Thursday, January 21, 2021

Book review: ‘Promise Me, Dad’ by Joe Biden

Philippine Daily Inquirer/OPINION/by Ma. Ceres P. Doyo

I read in one sitting “Promise Me, Dad: A Year of Hope, Hardship and Purpose” (2017) by then U.S. Vice President Joe Biden who, any moment now, would be sworn in as President of the world’s most powerful nation.

“Promise me, Dad, that you’re going to be all right” were words of Beau, Biden’s eldest son, to his father. Beau died of glioblastoma or cancer of the brain in 2015 at the age of 45. He had served as an army major in Iraq and, at the time of his death, was attorney general of the state of Delaware.

Biden tells the story in first-person about what he and his family went through while Beau battled cancer and until he died. It is one family’s story.

But “Promise Me, Dad” is also about what it was like to serve as Vice President while coping with a crisis in the family. Biden was no sitting spare tire to Pres. Barack Obama who had handpicked him despite the former’s initial hesitation. “I never had a boss,” he told his wife Jill, “What it is like to be number 2.”
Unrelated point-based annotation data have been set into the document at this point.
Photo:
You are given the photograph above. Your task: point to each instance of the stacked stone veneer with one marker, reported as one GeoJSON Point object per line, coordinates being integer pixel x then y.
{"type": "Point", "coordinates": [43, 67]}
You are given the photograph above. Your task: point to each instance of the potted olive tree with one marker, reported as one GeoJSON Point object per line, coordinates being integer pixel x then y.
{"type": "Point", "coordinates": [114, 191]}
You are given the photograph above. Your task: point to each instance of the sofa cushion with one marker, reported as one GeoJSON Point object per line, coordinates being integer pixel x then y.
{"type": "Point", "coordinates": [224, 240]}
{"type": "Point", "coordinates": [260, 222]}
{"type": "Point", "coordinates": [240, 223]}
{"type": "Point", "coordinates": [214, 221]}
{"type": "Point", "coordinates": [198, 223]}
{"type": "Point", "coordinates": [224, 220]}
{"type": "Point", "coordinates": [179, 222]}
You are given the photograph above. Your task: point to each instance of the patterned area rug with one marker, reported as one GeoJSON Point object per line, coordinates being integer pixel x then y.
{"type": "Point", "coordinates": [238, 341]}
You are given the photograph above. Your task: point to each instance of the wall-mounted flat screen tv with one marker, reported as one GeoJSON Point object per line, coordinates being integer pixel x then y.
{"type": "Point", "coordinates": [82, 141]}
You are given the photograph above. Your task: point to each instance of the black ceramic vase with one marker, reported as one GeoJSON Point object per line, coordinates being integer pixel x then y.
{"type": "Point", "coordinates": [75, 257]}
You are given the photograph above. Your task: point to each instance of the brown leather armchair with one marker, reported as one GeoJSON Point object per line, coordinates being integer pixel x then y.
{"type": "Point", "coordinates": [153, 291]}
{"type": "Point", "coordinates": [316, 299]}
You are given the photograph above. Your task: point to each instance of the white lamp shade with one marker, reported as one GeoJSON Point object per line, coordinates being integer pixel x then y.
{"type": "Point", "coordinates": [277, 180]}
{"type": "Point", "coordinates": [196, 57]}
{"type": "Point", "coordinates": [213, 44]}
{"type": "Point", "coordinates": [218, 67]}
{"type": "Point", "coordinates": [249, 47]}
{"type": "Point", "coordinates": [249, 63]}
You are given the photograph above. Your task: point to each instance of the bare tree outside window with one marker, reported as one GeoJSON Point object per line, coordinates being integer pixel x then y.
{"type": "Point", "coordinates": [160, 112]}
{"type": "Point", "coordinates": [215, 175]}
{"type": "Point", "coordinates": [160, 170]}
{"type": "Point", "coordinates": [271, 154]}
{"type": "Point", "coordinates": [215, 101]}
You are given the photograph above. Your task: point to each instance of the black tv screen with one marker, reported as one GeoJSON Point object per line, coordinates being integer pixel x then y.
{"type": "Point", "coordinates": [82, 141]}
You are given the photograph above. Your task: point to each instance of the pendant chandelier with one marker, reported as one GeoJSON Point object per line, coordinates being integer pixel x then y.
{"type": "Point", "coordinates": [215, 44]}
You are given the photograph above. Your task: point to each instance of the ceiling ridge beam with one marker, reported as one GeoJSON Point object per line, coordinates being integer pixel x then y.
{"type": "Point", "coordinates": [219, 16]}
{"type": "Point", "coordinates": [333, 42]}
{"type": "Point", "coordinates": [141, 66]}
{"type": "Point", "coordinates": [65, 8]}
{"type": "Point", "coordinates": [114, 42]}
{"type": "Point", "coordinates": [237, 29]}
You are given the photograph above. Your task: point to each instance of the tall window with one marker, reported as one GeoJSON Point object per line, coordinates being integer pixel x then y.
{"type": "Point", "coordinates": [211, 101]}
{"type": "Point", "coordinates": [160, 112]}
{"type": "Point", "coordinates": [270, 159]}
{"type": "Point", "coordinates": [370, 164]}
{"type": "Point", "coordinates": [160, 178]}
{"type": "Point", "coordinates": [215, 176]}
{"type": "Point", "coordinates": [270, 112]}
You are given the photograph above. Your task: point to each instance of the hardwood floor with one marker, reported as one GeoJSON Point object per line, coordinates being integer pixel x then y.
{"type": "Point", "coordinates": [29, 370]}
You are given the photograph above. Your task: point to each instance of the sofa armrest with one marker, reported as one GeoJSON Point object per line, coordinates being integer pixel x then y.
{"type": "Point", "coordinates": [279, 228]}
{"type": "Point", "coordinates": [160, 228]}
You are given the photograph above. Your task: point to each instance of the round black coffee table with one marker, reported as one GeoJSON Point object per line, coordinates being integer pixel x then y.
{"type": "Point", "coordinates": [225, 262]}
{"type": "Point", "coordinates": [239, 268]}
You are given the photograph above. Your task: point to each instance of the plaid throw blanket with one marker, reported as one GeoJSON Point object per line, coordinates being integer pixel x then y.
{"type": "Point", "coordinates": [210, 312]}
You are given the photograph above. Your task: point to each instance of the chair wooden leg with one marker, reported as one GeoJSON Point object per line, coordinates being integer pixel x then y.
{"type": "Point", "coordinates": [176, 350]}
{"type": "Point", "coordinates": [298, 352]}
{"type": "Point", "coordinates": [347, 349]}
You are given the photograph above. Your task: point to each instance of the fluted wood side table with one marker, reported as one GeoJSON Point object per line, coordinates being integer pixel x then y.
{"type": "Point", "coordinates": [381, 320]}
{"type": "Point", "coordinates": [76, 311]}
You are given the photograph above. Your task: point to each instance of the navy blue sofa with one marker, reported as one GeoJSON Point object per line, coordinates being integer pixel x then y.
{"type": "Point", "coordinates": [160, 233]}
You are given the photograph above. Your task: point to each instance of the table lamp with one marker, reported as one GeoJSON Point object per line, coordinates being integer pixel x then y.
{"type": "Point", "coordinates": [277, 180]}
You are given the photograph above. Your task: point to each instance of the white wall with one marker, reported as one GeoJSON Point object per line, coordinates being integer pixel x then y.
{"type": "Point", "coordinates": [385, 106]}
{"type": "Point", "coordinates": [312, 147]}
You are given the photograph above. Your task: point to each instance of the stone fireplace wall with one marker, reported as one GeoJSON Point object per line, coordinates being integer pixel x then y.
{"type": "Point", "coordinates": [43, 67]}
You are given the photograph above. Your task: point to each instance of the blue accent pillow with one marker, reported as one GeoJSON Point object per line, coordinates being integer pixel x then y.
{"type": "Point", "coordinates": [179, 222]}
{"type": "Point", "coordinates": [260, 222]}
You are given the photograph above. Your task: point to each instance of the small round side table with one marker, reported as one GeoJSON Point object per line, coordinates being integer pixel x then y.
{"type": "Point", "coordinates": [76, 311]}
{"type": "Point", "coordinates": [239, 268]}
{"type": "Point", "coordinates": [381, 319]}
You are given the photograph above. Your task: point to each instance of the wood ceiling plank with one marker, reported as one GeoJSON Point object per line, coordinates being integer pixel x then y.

Words from his 90-year-old ma: “So let me get his straight, honey. The first African-American in history who has a chance to be president needs your help to win—and you say no?”

The rest is history. The Obama-Biden tandem served from 2009-2017. Before becoming the 47th US VP, Biden represented Delaware as senator for 36 years. Obama would later speak of their relationship as “instant chemistry.”

While the book’s subtitle says “a year,” Biden puts the story in a wider time frame so that the reader may know where he is coming from. Of Irish origin and raised a Catholic, Biden looked to his faith for strength. In 1972 his first wife Neilia and infant daughter Naomi died in a car crash. His two sons Beau and Hunter were injured but survived.

But it wasn’t until Biden married Jill Tracy, PhD, a professor of English literature, in 1977 that joy returned to the bereaved family. Their courtship story is one for the books.  Joe and Jill have a daughter Ashley. The three Biden children are now married with families of their own but Biden shows in the book how they held together especially when Beau was ailing.  

Oh, but there is a lot about family bonding, the vacations in Nantucket or just chilling out at home while the Secret Service kept a comfortable distance.

While it is about family, Biden’s book is also, in a big way, medical and political. One reads about the procedures Beau had to go through with so much courage and hope, the medical specialists weighing their options, family decisions.

Biden: “I put my head down and looked at the floor. I felt like I had been knocked down. I reached for my rosary and asked God to give me the strength to handle this.”

“As I explained to (Pres. Obama) that the next procedure was uncharted territory, but they were our only hope to save Beau, I looked up and found Barack in tears.”

Very political, too, as Biden put out fires locally and internationally—the assassination of two policemen and reaching out to their bereaved families, the conflagration in Iraq instigated by the ISIL (Islamic State of Iraq and the Levant), Russia’s occupation of parts of Ukraine (“Russia would pay a price for bullying a weaker nation”) and eyeball-to-eyeball with the intransigent Pres.Vladimir Putin (“I don’t think you have a soul”), wading into the problem in Latin America. His hands full, Beau on is mind while flying on Air Force 2.

“My son was in one room in extremis and I was sitting in another. The previous night ISIL had flown into the city of Ramadi, west of Baghdad, under the cover of a blinding storm.”

Beau died on May 30, 2015. The grief was profound but Biden found enough words to let the reader in. Condolences poured in, people came to pay their last respects but there was one totally unexpected presence Biden would never forget. (Here I teared up.)

With Obama’s two terms as president ending in 2017, was Joe Biden going to run as a Democrat presidential nominee, or will he give way to Hillary Clinton? By now we know.

Let me end abruptly with US President Biden saying he is “nostalgic for the future.”